I've been generally running into a lot of trouble with this function claiming the system is not zero-dimensional or returning no solutions when there are solutions for systems generated by intersecting a circle with a random affine line like the one above.

As a workaround you can use solve_poly_system(eqns,s,c,domain=QQ)

Somehow the Groebner basis comes out as

In [14]: groebner(eqns)
Out[14]:
             ⎛⎡                                                     2                                               ⎤                           ⎞
GroebnerBasis⎝⎣2.23116497816229⋅c + 1.0⋅s + 0.176111150152324, 1.0⋅c  + 0.131457559146912⋅c - 0.162089179364897, 1.0⎦, s, c, domain=ℝ, order=lex⎠

In [15]: groebner(eqns)[-1]
Out[15]: 1.00000000000000

That shouldn't happen because if 1 is in the Groebner basis then it should be the whole basis.

The problem is here:

def normal(g, J):
h = g.rem([ f[j] for j in J ])
if not h:
return None

We get a small h that should be zero but is not quite zero because of floating point rounding error:

103  	    def normal(g, J):
104  	        h = g.rem([ f[j] for j in J ])
105  	        breakpoint()
106  	
107  ->	        if not h:
108  	            return None
109  	        else:
110  	            h = h.monic()
111  	
112  	            if h not in I:
(Pdb) p h
-1.11022302462516e-16

Possibly the algorithms used for groebner cannot handle inexact arithmetic and so inexact domains should be converted to exact ones.

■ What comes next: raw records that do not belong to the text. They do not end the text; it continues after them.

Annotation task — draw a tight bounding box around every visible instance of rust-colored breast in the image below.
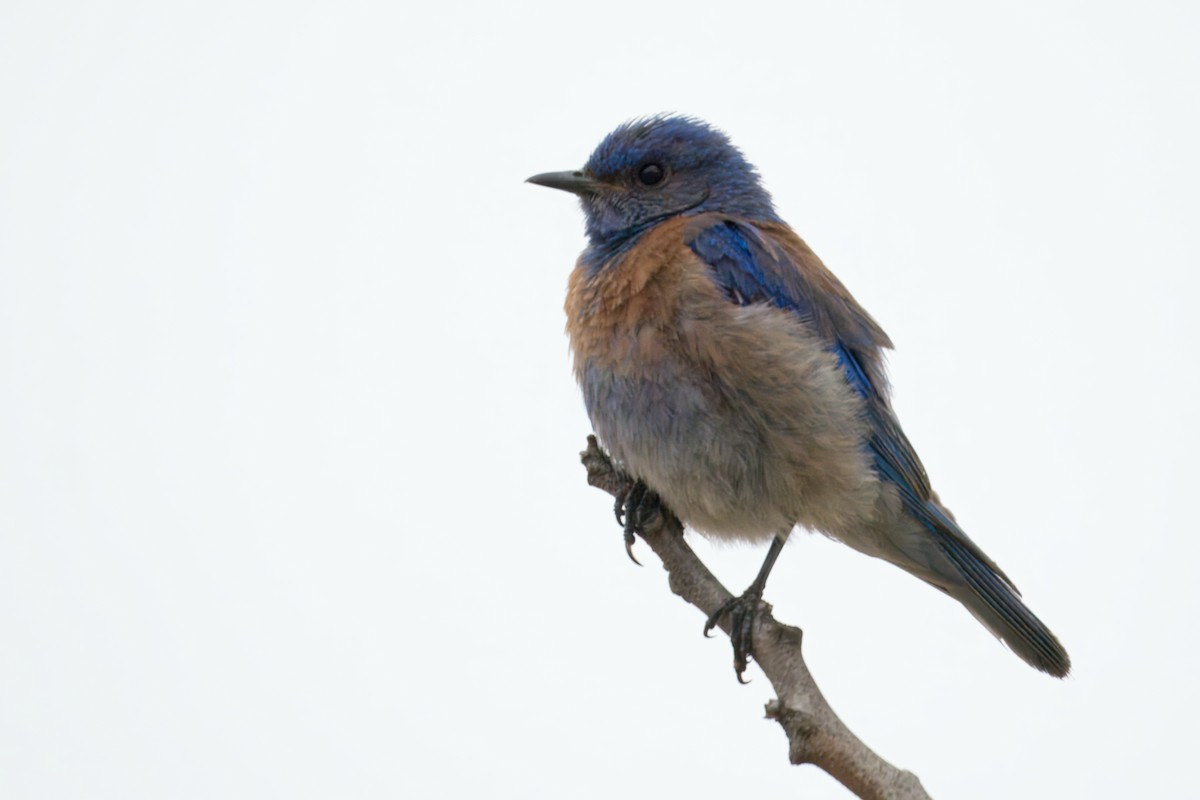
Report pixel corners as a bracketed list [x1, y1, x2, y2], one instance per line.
[565, 218, 695, 374]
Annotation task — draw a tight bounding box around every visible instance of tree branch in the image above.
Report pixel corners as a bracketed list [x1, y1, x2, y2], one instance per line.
[580, 437, 929, 800]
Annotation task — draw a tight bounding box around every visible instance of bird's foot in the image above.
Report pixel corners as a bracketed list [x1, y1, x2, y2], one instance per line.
[704, 585, 770, 684]
[612, 481, 662, 566]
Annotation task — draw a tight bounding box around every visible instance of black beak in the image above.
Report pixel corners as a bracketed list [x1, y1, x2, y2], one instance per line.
[526, 169, 600, 197]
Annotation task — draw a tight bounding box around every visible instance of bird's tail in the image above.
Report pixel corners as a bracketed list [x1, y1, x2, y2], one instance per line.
[934, 515, 1070, 678]
[872, 500, 1070, 678]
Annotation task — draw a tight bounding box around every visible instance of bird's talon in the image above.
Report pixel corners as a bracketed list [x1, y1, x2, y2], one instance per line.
[625, 534, 642, 566]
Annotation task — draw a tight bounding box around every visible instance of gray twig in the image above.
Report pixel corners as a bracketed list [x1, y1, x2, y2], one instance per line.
[580, 437, 929, 800]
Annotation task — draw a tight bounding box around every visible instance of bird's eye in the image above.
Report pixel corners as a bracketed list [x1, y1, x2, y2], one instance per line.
[637, 162, 667, 186]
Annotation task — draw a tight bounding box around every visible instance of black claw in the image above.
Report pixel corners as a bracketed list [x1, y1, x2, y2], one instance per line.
[613, 481, 660, 566]
[704, 587, 762, 684]
[625, 534, 642, 566]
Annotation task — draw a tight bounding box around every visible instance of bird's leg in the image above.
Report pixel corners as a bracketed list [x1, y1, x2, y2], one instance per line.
[704, 534, 787, 684]
[612, 481, 661, 566]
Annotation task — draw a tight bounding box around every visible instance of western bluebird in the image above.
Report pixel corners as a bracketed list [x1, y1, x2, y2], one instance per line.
[529, 116, 1070, 680]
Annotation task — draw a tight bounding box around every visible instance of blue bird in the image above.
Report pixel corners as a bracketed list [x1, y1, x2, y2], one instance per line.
[529, 115, 1070, 680]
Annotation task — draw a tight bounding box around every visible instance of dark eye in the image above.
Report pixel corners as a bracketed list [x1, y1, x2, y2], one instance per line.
[637, 162, 667, 186]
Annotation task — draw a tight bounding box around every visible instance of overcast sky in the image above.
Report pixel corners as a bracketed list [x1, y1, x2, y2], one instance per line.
[0, 0, 1200, 800]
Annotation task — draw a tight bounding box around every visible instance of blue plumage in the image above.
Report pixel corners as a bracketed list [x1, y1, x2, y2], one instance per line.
[530, 116, 1070, 675]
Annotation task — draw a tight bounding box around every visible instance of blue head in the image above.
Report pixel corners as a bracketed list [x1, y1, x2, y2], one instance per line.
[529, 116, 778, 247]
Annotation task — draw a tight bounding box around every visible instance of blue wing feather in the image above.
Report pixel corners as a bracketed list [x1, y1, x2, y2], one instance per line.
[688, 218, 1070, 675]
[688, 219, 953, 525]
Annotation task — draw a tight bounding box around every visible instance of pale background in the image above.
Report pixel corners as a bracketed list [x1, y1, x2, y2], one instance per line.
[0, 0, 1200, 799]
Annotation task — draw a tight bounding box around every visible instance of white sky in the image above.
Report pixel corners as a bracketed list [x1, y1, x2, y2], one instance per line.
[0, 0, 1200, 800]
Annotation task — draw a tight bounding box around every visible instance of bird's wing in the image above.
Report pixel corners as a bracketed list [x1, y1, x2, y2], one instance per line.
[684, 215, 1012, 585]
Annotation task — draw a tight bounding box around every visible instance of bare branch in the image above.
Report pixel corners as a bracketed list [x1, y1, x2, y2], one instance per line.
[581, 437, 929, 800]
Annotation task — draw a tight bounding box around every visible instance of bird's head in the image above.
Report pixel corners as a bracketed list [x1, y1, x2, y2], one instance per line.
[529, 116, 778, 245]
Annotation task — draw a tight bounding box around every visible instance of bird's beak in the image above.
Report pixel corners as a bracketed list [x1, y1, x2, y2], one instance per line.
[526, 169, 600, 197]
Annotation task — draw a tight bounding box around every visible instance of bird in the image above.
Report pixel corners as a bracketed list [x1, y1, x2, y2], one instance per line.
[528, 114, 1070, 681]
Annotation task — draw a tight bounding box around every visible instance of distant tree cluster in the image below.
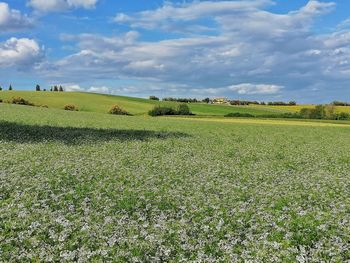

Using solve_poly_system(eqns,s,c,domain=QQ) seems slow because of all the rational computations, and I need to solve many of these systems. Any work around for that?

Using solve_poly_system(eqns,s,c,domain=QQ) seems slow because of all the rational computations

The algorithm needs to use exact calculations to work properly. Please open a separate issue about slowness and give an example of a case that is slow.